This has been a long time coming. Sean Coates, Joel Perras, and I made an attempt a few years ago, pounding out a good start over a weekend holed up in Sean’s house. Unfortunately, once we left the momentum was gone, and it’s just gathered dust since. More recently, at True North PHP, my love for the tool was rekindled, and an off-hand remark to Mark Story led to some vague agreements about doing something eventually. Fast forward to December 2nd, and we decided to release something on Christmas.

So we are.

Mark & I are pleased as punch to introduce XHGui on MongoDB. Our goal was to get as close to the original feature set of the tool I worked on a few years ago (which leveraged the starting point provided by Facebook) and then to release what we had. What we’ve got now works; there’s still a good distance to go, but we think it’s far enough that we can ask for help form the community at large.

Why NoSQL?

I feel the data we’re storing lends itself well to the loose document format provided by NoSQL solutions. While it’s possible to normalize the information provided (in fact xhprof.io does just this), that’s not an approach that appeals to me. I’ve also had several colleagues comment that the only reason they had MySQL installed on a server was for this tool. My hope is that by allowing more nuanced querying and graphing, users will be able to better explore the data available.

Why MongoDB?

Tool familiarity. I’d love to see some effort to make it work with Couch or other solutions.

Features:

  • Collects XHProf data and stores it in MongoDB
  • Presents most recent calls on the home page
  • Simplified URL aggregation pages
  • Detailed run page

Warning

  • XHProf (the php extension) only records a single layer of call depth when recording performance metrics. Consider two functions A & B each call getData(), and getData() invokes mysql_query() in turn. If mysql_query() takes one second to return one time, and 1ms to return the other, the tool isn’t able to attach those values directly to the grandparent. XHProf only knows that mysql_query() was invoked by getData().

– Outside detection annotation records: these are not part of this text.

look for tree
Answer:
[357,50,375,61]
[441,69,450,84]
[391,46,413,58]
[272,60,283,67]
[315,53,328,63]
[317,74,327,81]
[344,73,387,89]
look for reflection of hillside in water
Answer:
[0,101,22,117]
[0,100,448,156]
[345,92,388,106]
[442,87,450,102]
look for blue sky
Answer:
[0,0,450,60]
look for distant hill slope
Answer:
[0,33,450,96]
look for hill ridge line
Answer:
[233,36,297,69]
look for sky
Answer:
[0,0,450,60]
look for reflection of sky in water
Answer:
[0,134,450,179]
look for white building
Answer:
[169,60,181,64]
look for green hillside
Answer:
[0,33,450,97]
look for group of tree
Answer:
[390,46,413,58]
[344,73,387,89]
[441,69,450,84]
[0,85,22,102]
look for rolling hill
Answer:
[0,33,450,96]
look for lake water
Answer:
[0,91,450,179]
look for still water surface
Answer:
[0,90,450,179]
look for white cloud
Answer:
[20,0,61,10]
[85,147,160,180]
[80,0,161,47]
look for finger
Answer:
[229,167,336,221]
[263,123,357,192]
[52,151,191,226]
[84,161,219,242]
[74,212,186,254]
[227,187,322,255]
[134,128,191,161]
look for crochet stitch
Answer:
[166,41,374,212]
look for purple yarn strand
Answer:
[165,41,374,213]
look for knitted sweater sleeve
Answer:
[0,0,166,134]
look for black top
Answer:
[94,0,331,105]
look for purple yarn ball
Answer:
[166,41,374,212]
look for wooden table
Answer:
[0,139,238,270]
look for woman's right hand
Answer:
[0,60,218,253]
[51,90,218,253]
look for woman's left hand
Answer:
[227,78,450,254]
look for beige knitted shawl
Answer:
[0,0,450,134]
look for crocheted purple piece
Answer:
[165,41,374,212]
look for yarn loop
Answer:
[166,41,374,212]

In practice this doesn’t tend to matter.
  • XHProf only provides inclusive times; exclusive times can be roughly calculated (with the caveat above in mind). I haven’t tested that function thoroughly, it could be filling everyone with lies.
  • We used Twig. It seemed like a good idea, then I saw the call graphs and memory usage.
  • It does not have any sort of access control mechanism built in, we’re trusting you to handle this on your own.
  • The “Custom View” page currently doesn’t graph
  • We haven’t included a tool to manage actually recording the views. This is coming soon.

The Future

Mark and I both have interest in the tool. I’ll be using it on Where’s it Up, and other WonderNetwork sites. Our goal is to be incredibly responsive when people have suggestions, pull requests, etc. To that end we’re in the market for someone with ~two hours a week to help us out in terms of managing pull requests, cleaning up code and helping keep the ball rolling. WonderNetwork will be providing a bit of cash, so this is a paid position.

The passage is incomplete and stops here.